Intravenous IIb-IIIa Inhibition
Another study of IIb-IIIa platelet inhibition, PARAGON-B, used lamifiban plus unfractionated heparin and aspirin and compared outcomes with heparin and aspirin alone in 5225 subjects with an acute coronary syndrome (chest pain duration < 12 hours and no ST elevation). The primary end point of 30-day composite of death, MI, or recurrent ischemia was no different between the two groups, and there also was no difference in the event rate at six months. There was somewhat more bleeding in the lamifiban patients. However, in a subanalysis, those individuals who were troponin positive did have a significant decrease in primary and secondary end points.
HART-2
The HART-2 trial examined whether low molecular weight heparin (LMWH) was superior to unfractionated heparin (UH) when tissue plasminogen activator (tPA) is given for acute MI. It was an angiographic study, with coronary arteriograms being performed at 90 minutes. The results indicated that enoxaparin was associated with less reocclusion and comparable bleeding rates. Early patency (90 minutes) was slightly higher (80% vs 75% TIMI 2-3 flow) with MWH. Death and the need for emergency prothrombin consumption index (PCI) were similar. Reocclusion rates at one week were lower with LMWH (3.1% vs 9.1%).
Comment by Jonathan Abrams, MD
The HART-2 trial is one of a number of investigations currently determining whether combination therapy with antiplatelet or antithrombin agents in addition to thrombolytics can produce higher patency rates with acceptable bleeding complications. This study does not support a change in our current use of unfractionated heparin but is encouraging. It may be that this approach will be clinically useful in the future. The PARAGON B study confirms that there is variability among the various IIb-IIIa clinical trials. However, tirafiban and eptifabatide have been positive in similar patient groups.
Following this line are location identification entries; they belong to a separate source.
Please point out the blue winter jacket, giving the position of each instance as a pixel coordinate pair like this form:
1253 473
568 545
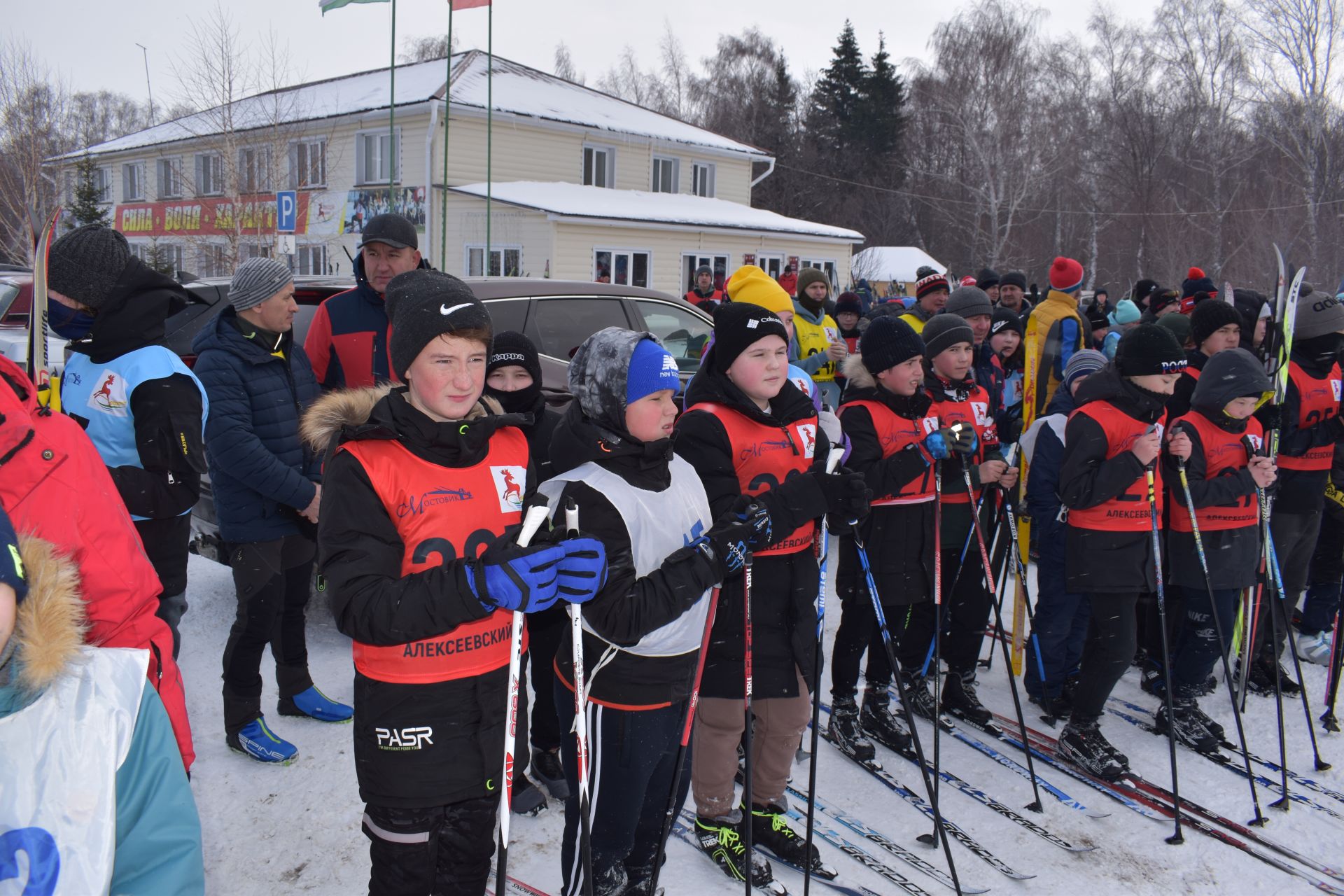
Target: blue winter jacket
260 470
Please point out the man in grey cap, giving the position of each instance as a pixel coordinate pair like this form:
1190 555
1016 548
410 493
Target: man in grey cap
347 340
136 399
268 496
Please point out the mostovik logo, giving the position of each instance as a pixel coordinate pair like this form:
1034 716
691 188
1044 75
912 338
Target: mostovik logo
510 484
413 738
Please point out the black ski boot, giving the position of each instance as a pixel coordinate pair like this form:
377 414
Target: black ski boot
1084 745
844 729
918 695
878 720
960 700
771 830
721 840
1187 724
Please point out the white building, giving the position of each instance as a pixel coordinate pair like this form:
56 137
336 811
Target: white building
584 186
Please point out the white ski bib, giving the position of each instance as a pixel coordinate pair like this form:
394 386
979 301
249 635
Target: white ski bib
62 754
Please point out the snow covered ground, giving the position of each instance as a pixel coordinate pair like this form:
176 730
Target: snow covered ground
296 830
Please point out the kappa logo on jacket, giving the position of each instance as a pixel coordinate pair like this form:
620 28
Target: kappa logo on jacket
111 396
510 484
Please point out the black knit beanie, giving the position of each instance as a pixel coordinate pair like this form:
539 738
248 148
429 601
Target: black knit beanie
1211 316
889 342
86 264
425 304
1149 349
The relationship between an elevated troponin and major efficacy of a IIb-IIIa inhibitor has been documented in several IIb-IIIa trials and is an important finding. Thus, it appears that patients with unstable angina or non-ST segment elevation MI, who have an elevated troponin, should be strongly considered to receive intravenous IIb-IIIa therapy, starting even before a planned angiography for possible PCI. A meta-analysis by Heidenreich and Hlatky, presented at the ACC meeting, confirmed that there is a substantial increased risk of death in individuals with positive troponin I or T in acute coronary syndromes, compared to normal troponin.